Un des objectifs de la réforme en cours est de mettre sur un pied d'égalité les hôpitaux publics ou subventionnés par les pouvoirs publics, d'une part, et les cliniques privées, d'autre part. Or on sait que les cliniques privées contribuent de manière importante à la fourniture des besoins en soins de base. Environ 20 pour cent des jours à l'hôpital sont effectués dans des cliniques privées dans l'ensemble de la Suisse. Si on ne va pas dans ce sens-là, on laisserait aux seuls assureurs le soin de prendre en charge les coûts du séjour des assurés dans des cliniques privées, ce qui est injuste.

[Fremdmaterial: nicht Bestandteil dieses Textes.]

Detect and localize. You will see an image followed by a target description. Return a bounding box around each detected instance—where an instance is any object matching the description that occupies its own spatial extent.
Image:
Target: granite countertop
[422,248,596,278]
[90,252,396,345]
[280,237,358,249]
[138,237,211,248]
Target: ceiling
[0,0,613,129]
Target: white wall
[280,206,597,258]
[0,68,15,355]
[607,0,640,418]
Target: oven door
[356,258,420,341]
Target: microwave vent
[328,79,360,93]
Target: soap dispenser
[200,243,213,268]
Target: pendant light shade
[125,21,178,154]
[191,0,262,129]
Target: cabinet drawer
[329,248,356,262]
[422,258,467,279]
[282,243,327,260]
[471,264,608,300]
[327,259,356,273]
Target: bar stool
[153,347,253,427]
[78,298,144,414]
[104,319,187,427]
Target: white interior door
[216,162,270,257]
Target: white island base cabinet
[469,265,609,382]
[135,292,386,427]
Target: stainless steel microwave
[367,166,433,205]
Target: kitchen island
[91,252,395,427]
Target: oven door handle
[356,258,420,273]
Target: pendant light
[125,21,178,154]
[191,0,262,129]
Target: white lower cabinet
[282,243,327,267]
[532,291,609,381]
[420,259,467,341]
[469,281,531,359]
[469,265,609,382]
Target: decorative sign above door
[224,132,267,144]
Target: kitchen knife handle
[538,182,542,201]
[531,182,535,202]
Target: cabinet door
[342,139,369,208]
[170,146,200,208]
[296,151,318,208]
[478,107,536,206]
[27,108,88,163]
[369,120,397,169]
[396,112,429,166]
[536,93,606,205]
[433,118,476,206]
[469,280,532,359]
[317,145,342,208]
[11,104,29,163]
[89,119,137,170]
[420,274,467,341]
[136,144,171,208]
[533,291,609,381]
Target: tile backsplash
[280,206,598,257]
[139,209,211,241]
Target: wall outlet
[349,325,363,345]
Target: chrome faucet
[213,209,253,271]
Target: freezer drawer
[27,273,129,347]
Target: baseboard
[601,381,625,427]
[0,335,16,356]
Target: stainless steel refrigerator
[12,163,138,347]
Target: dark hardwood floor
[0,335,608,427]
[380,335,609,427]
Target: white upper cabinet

C'est la capacité d'un hôpital à fournir les prestations, que le canton entend attribuer de la manière la plus économique possible, tout en assurant un haut degré de qualité, qui doit guider le choix des autorités cantonales, et non pas des considérations protectionnistes. Il faut aussi relever que la réforme en cours du financement hospitalier telle qu'elle a été proposée par le Conseil fédéral tend à cet égard à renforcer la concurrence entre hôpitaux en éliminant les distorsions de concurrence qui existent encore entre hôpitaux publics et privés, distorsions qui sont principalement dues au mode de financement actuel des hôpitaux.
L'article 39 de la LAMal, relatif à la planification hospitalière, prescrit que les hôpitaux privés doivent être pris en considération de manière adéquate dans la planification établie par le canton, ou conjointement par plusieurs cantons, afin de couvrir les besoins en soins hospitaliers.
Pour ces raisons, nous vous invitons à rejeter la proposition de minorité I (Rossini).
Quant à la proposition de minorité II (Cavalli), nous vous suggérons de lui réserver le même sort pour les raisons suivantes: si elle était acceptée, le canton de résidence de l'assuré n'aurait pas la possibilité de verser à l'assureur sa part de la rémunération. Si cette possibilité n'existait pas, l'assuré devrait exiger la part du canton dans le système du tiers payant; cela n'est pas envisageable.
Abstimmung
Erste Abstimmung - Premier vote
Für den Antrag der Mehrheit .... 108 Stimmen
Für den Antrag der Minderheit I .... 61 Stimmen
Christen Yves · P-M · Nationalrat · Waadt · Freisinnig-demokratische Fraktion
Zweite Abstimmung - Deuxième vote
Für den Antrag der Mehrheit .... 107 Stimmen
Für den Antrag der Minderheit II .... 63 Stimmen
Le président (Christen Yves, président): La proposition du groupe démocrate-chrétien sera traitée lors de l'examen de l'article 64bis.